Bedenim - 2.Bölüm: Gece

33.2K 274 18
                                    

                                                                        -Amy

               Kusmam bittiğinde yüzümü ona döndüm. Yüzünde hoşnutsuz bir ifadeyle karşıya bakıyordu. Bu sırada onu iyice inceledim. Uzun boyluydu, dövmeleri ve peercingleri vardı. Siyah saçları darmadağınıktı ve insanın hayatta görebileceği en güzel gözlere sahipti. Bal rengiydiler, içlerinde ışıklar parlıyordu. Dudakları kıvrıktı ve burnu dümdüzdü.
           Ona baktığımı hissetmiş olacak ki bana döndü. Gülümsedi. Bu kötü çocuk gülümsemesine benziyordu.
            “Bitti mi?”
            “Sanırım.” Bana elini uzattı. Elini tuttum. Beni yavaşça çekerken elini sıkıca kavramıştım.
           Ben tam ayağa kalkmış toparlanırken, yan kabinin kapısı açıldı. Sanırım bunlar az önce bağıranlardı. Kim olduklarını merak ederek baktım. Karşıma İzzy çıkınca şaşırdım.
            “İzzy?” O bana gülümserken tek kaşımı kaldırdım.
               Yanımda ki solist “Sean?” Dedi.
             “Amy?” İzzy’de bana tek kaşını kaldırdı.
Homurdandım. “Sizin bir şeyler yaptığınıza sesleriniz yüzünden eminim ama biz bir şey yapamadık.” Bana bakmayı sürdürüyordu. “Senin, sesin yüzünden.” Dedim.
               Yanımda ki solist güldü.
              “Hayır.
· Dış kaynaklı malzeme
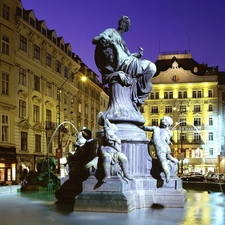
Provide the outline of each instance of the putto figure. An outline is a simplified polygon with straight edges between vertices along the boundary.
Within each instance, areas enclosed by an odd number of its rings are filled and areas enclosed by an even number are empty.
[[[131,97],[129,97],[133,107],[138,111],[152,90],[151,79],[156,72],[156,66],[149,60],[141,59],[144,51],[141,47],[139,47],[140,52],[130,53],[122,39],[122,34],[129,30],[130,25],[130,19],[122,16],[117,29],[106,29],[94,37],[92,43],[96,45],[95,62],[102,74],[103,83],[109,85],[119,83],[121,86],[130,86]],[[117,97],[120,97],[119,94]],[[116,104],[114,101],[112,96],[113,105]],[[123,104],[127,99],[121,97],[120,101]]]
[[[168,183],[170,180],[170,173],[171,168],[169,166],[170,162],[172,162],[174,165],[178,163],[178,160],[173,158],[173,156],[170,154],[170,144],[171,137],[172,137],[172,131],[170,130],[170,127],[173,125],[173,120],[169,116],[164,116],[160,120],[160,126],[144,126],[143,130],[145,131],[153,131],[152,136],[152,144],[155,147],[156,156],[159,160],[163,172],[166,177],[166,182]]]

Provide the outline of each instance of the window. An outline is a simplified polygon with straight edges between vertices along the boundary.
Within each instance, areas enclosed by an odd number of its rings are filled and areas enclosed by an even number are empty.
[[[64,104],[68,104],[68,93],[64,92]]]
[[[9,15],[10,15],[9,6],[2,3],[2,17],[5,18],[6,20],[9,20]]]
[[[64,67],[64,77],[65,78],[68,78],[68,72],[69,72],[68,68]]]
[[[178,98],[187,98],[187,91],[179,91]]]
[[[47,143],[48,143],[48,153],[52,153],[52,143],[50,143],[51,137],[47,137]]]
[[[213,132],[209,132],[209,141],[213,141]]]
[[[61,63],[58,60],[56,61],[56,72],[61,73]]]
[[[172,113],[172,106],[171,105],[166,105],[165,107],[165,113]]]
[[[2,35],[2,53],[9,55],[9,37]]]
[[[87,104],[85,104],[85,106],[84,106],[84,113],[85,113],[85,116],[88,115],[88,105]]]
[[[213,118],[209,118],[209,126],[213,126]]]
[[[9,117],[2,115],[2,142],[9,141]]]
[[[46,64],[49,67],[52,66],[52,56],[50,54],[48,54],[48,53],[47,53],[47,56],[46,56]]]
[[[201,106],[200,105],[194,105],[194,112],[201,112]]]
[[[47,33],[46,29],[42,27],[41,28],[41,33],[46,36],[46,33]]]
[[[202,92],[201,91],[192,91],[192,98],[201,98]]]
[[[173,98],[173,92],[164,92],[164,98],[165,99],[172,99]]]
[[[157,105],[153,105],[152,106],[152,113],[158,113],[159,110],[158,110],[158,106]]]
[[[40,107],[38,105],[34,105],[34,121],[40,122]]]
[[[151,92],[150,99],[159,99],[159,92]]]
[[[209,112],[212,112],[212,111],[213,111],[213,105],[210,104],[210,105],[208,106],[208,111],[209,111]]]
[[[180,118],[180,126],[187,126],[187,119],[186,118]]]
[[[46,109],[46,129],[52,128],[52,111]]]
[[[34,58],[40,60],[40,47],[34,45]]]
[[[46,94],[50,97],[52,97],[52,83],[49,81],[46,81]]]
[[[222,101],[225,101],[225,92],[222,92]]]
[[[152,119],[152,126],[158,126],[158,119]]]
[[[22,17],[22,9],[20,7],[16,7],[16,15]]]
[[[23,68],[20,68],[19,72],[19,83],[26,86],[27,83],[27,71]]]
[[[213,155],[213,148],[209,148],[209,154]]]
[[[33,18],[30,18],[30,25],[32,26],[32,27],[35,27],[35,21],[34,21],[34,19]]]
[[[181,141],[186,141],[186,139],[187,139],[187,134],[186,133],[180,133],[180,140]],[[182,149],[181,149],[182,150]]]
[[[40,77],[34,75],[34,90],[40,91]]]
[[[201,118],[194,118],[194,126],[201,126]]]
[[[41,152],[41,135],[35,134],[35,152]]]
[[[201,141],[201,135],[199,133],[194,133],[194,141]]]
[[[20,49],[27,52],[27,39],[20,35]]]
[[[213,97],[212,96],[212,90],[208,90],[208,97]]]
[[[81,102],[78,102],[78,113],[82,112],[82,105]]]
[[[21,132],[21,150],[27,151],[27,132]]]
[[[26,102],[23,100],[19,100],[19,117],[26,117]]]
[[[9,95],[9,74],[2,73],[2,94]]]

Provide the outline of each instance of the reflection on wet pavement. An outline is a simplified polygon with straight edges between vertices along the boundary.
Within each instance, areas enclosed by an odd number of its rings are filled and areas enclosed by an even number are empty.
[[[7,225],[224,225],[225,195],[187,190],[185,208],[146,208],[125,213],[75,212],[53,195],[0,194],[0,224]]]

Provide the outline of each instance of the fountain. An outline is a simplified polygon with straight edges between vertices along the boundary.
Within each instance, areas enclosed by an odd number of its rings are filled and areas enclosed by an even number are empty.
[[[129,18],[123,16],[118,24],[118,29],[107,29],[92,41],[96,65],[110,92],[108,108],[97,118],[102,128],[94,138],[86,128],[79,131],[76,154],[68,158],[69,179],[56,198],[59,203],[74,203],[75,211],[128,213],[154,204],[184,207],[186,191],[176,166],[170,166],[176,160],[160,153],[170,151],[163,135],[170,133],[171,124],[162,118],[160,127],[144,127],[139,110],[151,92],[156,67],[141,59],[141,47],[131,54],[122,40]],[[153,131],[156,159],[149,154],[152,144],[146,130]]]

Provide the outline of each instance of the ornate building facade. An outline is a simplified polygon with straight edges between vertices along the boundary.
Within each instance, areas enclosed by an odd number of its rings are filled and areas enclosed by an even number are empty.
[[[0,184],[10,184],[35,170],[39,158],[64,157],[83,126],[95,132],[108,95],[72,46],[33,10],[19,0],[0,4]]]
[[[197,63],[188,52],[160,54],[156,66],[153,90],[142,109],[146,125],[159,125],[164,115],[173,119],[171,150],[180,159],[179,173],[224,172],[218,68]]]

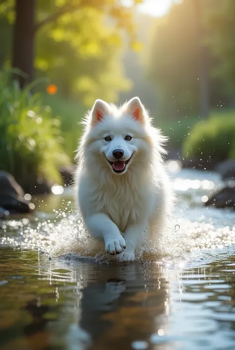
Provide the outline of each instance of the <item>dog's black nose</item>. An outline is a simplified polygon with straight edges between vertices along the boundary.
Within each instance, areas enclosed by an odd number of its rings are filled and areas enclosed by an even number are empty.
[[[124,154],[124,152],[122,149],[115,149],[113,152],[113,155],[117,159],[119,159]]]

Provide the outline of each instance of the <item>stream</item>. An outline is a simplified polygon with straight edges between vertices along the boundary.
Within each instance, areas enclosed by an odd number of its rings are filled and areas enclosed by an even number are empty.
[[[176,208],[133,263],[93,241],[66,188],[0,221],[0,350],[235,348],[235,211],[203,206],[218,174],[169,166]]]

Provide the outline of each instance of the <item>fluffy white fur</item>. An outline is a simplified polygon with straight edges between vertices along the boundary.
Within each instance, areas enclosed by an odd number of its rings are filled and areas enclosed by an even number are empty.
[[[83,124],[76,174],[80,212],[90,234],[104,239],[107,253],[133,260],[145,227],[159,234],[171,210],[173,197],[162,158],[166,138],[138,97],[120,108],[97,100]],[[132,155],[121,173],[108,161],[117,161],[117,149],[123,150],[121,160]]]

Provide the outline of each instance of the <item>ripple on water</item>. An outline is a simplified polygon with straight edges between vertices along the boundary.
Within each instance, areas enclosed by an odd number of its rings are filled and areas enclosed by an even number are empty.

Senin, çılgın miden yüzünden bir şey yapamadık.”
           Ona döndüm ve kaşlarımı çattım. Sırıtışı büyüdü. Onu önemsemeden tekrar İzzy’e döndüm.
                  “İzzy, hadi eve gidelim.”
                  “Arabayı süremem. Çok içki içtim.”
                   Pufladım. “Bende.”
                  “Hem, Sean beni evine davet etti. Onlara gidelim.”
                  “Hayır. Saçmalama. Senin baban burada değil ama benimkisi hala başımda.”
                  O bana dudaklarını büzerken solist “Hadi.” Dedi. Onu duymazlıktan geldim.
                  “Sen git. Ben eve gidiyorum.”
                 “Lütfen! Sensiz gitmemmm!”
                  “Babam…”
                 “Hem eve dönersen, bu kadar içtiğin için baban sana çok kızacak.”
                  “Gece eve gelmezsem de kızacak.”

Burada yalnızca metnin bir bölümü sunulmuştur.